The difficulty with mental health is there's no quick fix. Medication can help with some things, but it doesn't solve everything. Therapy is great but it takes a ton of time! You have to work through all the issues, including things that you might have already dismissed as not important. You think the problem is ABC but you get into it and realize it's also XYZ. I'm not brave enough to get into all the things that she and I are working on, but one day I will be. The more I got into therapy the more I felt like Alice falling down the rabbit hole. I'm still exploring Wonderland and discovering all sorts of crazy things, but I'm also gaining all the knowledge I'll need to eventually climb back out of the rabbit hole. I'm learning to be patient and to be compassionate towards myself. To be quiet and listen to my inner voice that I've been stifling and silencing for too long. It's not an easy process, nor is it a quick one, but it's worth the time and energy and bravery that each session requires.

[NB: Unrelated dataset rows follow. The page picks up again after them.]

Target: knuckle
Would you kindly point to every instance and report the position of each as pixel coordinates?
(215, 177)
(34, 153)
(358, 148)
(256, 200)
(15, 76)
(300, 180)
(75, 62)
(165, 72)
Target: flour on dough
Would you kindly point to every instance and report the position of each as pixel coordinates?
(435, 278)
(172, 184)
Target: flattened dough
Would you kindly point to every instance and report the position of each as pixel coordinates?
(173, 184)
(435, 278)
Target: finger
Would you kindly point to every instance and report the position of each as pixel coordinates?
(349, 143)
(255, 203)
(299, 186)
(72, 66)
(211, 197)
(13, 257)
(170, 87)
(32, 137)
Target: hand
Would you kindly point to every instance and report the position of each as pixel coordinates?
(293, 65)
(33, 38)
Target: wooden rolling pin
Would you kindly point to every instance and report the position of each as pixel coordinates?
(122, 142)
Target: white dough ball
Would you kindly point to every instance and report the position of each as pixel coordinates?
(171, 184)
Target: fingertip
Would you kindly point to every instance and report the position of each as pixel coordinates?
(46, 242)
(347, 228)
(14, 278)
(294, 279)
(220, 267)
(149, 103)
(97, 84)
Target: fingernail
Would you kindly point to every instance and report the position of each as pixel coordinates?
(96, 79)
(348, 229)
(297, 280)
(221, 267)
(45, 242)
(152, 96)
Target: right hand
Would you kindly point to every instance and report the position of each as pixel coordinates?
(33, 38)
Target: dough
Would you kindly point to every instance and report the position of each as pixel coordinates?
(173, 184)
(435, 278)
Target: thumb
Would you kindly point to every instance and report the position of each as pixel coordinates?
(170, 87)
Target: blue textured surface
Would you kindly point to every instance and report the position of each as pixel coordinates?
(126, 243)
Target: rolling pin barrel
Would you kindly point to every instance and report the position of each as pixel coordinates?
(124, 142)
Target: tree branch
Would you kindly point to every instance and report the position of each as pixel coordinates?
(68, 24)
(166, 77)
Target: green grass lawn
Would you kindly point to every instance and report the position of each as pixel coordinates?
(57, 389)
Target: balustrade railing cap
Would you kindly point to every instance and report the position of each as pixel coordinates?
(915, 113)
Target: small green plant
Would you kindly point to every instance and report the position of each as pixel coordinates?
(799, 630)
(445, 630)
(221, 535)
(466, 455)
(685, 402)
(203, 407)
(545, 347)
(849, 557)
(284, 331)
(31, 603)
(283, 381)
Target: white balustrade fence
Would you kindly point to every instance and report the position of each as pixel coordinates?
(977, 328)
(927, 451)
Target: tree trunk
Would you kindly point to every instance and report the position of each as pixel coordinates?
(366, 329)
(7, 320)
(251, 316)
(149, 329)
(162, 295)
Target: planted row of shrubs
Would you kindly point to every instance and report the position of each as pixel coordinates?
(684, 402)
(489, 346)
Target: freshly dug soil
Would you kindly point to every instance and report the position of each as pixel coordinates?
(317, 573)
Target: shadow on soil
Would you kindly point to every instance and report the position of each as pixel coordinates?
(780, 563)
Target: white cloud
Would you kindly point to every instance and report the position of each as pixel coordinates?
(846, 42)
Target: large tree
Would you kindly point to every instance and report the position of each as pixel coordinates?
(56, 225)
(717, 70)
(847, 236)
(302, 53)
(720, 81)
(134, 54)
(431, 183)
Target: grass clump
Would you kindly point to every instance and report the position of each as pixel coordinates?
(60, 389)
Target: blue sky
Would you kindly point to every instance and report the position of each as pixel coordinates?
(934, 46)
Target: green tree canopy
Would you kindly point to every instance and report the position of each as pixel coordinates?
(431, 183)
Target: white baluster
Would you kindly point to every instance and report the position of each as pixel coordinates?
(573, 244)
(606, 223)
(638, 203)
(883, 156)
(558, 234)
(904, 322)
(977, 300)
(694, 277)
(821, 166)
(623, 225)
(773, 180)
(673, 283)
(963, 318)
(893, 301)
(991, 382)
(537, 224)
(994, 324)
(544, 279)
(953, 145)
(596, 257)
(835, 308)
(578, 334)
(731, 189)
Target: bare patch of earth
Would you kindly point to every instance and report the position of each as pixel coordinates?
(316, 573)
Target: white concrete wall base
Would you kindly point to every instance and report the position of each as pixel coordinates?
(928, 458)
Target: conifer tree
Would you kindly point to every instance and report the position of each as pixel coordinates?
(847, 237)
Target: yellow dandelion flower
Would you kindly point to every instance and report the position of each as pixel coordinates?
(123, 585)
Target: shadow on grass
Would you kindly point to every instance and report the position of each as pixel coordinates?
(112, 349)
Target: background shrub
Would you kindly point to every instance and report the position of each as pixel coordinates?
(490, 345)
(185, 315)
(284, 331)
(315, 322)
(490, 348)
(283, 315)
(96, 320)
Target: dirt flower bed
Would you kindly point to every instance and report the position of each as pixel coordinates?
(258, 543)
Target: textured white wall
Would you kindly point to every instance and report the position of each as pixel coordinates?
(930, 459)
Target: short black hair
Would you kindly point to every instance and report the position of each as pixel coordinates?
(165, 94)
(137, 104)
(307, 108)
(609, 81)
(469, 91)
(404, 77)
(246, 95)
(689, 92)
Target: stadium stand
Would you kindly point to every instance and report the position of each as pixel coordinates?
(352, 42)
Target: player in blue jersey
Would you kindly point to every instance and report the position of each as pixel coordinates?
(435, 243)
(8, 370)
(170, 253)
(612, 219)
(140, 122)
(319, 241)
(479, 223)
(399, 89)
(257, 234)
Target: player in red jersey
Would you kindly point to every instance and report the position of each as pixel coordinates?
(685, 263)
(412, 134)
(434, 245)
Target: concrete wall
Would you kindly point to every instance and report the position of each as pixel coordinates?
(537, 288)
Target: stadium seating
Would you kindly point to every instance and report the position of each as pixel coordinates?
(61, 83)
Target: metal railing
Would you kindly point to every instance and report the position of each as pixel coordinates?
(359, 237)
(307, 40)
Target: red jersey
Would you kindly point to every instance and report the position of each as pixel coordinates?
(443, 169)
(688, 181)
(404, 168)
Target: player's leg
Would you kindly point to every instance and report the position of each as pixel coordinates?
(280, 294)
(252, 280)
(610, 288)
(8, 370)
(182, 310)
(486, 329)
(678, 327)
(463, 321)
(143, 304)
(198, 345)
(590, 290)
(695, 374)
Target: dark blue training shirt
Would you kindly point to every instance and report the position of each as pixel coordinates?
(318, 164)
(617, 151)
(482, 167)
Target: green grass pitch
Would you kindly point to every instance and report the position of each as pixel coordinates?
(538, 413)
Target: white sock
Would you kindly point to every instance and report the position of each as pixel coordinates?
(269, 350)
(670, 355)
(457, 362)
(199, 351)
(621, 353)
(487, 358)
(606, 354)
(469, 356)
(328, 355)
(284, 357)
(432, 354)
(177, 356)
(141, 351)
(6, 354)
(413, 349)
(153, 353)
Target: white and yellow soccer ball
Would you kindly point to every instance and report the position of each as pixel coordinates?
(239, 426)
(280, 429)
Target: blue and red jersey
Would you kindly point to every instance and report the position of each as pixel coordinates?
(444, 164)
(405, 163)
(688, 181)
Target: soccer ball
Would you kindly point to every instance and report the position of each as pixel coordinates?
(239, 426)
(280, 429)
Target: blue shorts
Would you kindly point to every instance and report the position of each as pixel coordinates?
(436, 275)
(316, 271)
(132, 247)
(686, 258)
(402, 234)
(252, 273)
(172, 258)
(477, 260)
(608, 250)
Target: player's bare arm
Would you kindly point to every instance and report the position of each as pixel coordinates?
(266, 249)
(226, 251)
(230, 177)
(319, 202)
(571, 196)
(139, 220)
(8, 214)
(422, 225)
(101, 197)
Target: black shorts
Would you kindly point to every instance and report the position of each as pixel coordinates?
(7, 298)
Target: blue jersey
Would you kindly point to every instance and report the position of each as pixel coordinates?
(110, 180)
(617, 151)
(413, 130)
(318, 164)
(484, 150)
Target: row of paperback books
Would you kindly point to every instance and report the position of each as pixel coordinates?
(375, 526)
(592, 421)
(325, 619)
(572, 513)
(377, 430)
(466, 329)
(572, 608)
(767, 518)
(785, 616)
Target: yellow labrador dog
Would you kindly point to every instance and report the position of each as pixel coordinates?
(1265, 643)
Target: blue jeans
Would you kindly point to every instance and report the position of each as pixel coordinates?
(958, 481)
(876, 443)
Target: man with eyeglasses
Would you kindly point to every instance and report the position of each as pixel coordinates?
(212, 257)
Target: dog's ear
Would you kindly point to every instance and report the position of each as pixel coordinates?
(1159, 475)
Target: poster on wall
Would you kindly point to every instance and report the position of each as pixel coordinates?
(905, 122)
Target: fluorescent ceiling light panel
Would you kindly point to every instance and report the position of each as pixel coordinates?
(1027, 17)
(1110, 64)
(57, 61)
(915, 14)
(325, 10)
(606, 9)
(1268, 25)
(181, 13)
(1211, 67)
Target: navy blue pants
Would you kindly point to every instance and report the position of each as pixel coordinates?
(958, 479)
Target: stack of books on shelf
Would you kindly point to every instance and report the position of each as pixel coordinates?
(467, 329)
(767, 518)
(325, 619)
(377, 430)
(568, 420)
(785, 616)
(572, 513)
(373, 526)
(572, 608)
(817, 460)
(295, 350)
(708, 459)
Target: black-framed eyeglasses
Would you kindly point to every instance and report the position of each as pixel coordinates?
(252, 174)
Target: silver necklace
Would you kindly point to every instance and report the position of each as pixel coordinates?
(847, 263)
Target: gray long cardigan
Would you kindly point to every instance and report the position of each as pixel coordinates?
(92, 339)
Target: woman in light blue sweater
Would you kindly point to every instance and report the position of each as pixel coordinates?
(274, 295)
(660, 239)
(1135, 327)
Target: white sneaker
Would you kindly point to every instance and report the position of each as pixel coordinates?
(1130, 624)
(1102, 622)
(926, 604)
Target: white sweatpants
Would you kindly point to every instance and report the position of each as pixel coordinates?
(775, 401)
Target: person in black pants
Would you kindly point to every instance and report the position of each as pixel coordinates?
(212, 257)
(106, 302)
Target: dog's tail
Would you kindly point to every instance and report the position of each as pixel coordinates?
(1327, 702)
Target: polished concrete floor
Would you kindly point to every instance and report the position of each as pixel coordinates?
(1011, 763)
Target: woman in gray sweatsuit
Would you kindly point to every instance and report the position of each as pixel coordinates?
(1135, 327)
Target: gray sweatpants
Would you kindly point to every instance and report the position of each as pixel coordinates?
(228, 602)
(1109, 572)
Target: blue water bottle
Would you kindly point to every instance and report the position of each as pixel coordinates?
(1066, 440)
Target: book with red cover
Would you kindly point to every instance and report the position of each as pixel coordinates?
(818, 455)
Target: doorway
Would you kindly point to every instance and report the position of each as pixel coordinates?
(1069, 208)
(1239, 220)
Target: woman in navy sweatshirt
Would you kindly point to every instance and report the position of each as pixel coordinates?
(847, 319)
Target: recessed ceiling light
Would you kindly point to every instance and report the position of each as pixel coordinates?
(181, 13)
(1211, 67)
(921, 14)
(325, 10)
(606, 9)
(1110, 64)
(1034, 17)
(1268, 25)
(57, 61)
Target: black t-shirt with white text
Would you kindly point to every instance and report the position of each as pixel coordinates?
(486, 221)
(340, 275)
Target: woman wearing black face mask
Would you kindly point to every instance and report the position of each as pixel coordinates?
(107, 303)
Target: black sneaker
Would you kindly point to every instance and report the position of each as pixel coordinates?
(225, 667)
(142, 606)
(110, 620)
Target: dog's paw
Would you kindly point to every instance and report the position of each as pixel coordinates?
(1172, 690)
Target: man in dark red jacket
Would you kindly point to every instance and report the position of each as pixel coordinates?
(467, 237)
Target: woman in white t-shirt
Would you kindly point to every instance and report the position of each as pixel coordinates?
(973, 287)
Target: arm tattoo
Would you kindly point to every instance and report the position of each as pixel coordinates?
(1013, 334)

I still struggle with being open about my experiences. In some situations I just don't feel safe talking about my mental health. Not everyone understands and there are still a lot of people who think we're making it all up. I'm not entirely sure those people are as happy as they pretend. Not everyone struggles with severe mental health issues, but I think everyone falls somewhere on the spectrum. Some people really can make themselves feel better by thinking positively or meditating or exercising. Some of us need extra help. There's no shame in that.

I always say, if you're just having a bad day or a bad week, play your favorite music, try meditation, try thinking happy thoughts. But if your bad day or week has turned into a bad month which has turned into a bad year which has turned into you honestly can't remember the last time you were truly happy?......go see someone, as soon as possible. Go see your doctor, go through the referral process for a therapist, go see the counseling services at your school, do whatever you have to do but just do it. You deserve to be happy. And don't listen to anyone who tells you otherwise. Yes, life is tough and you're going to have bad days, but you should be having more good days than bad so if you're not, get yourself the help you need and deserve. You are a special, beautiful, unique, magical snowflake and that is a good thing. You are precious and loved and wanted. And it really does get better.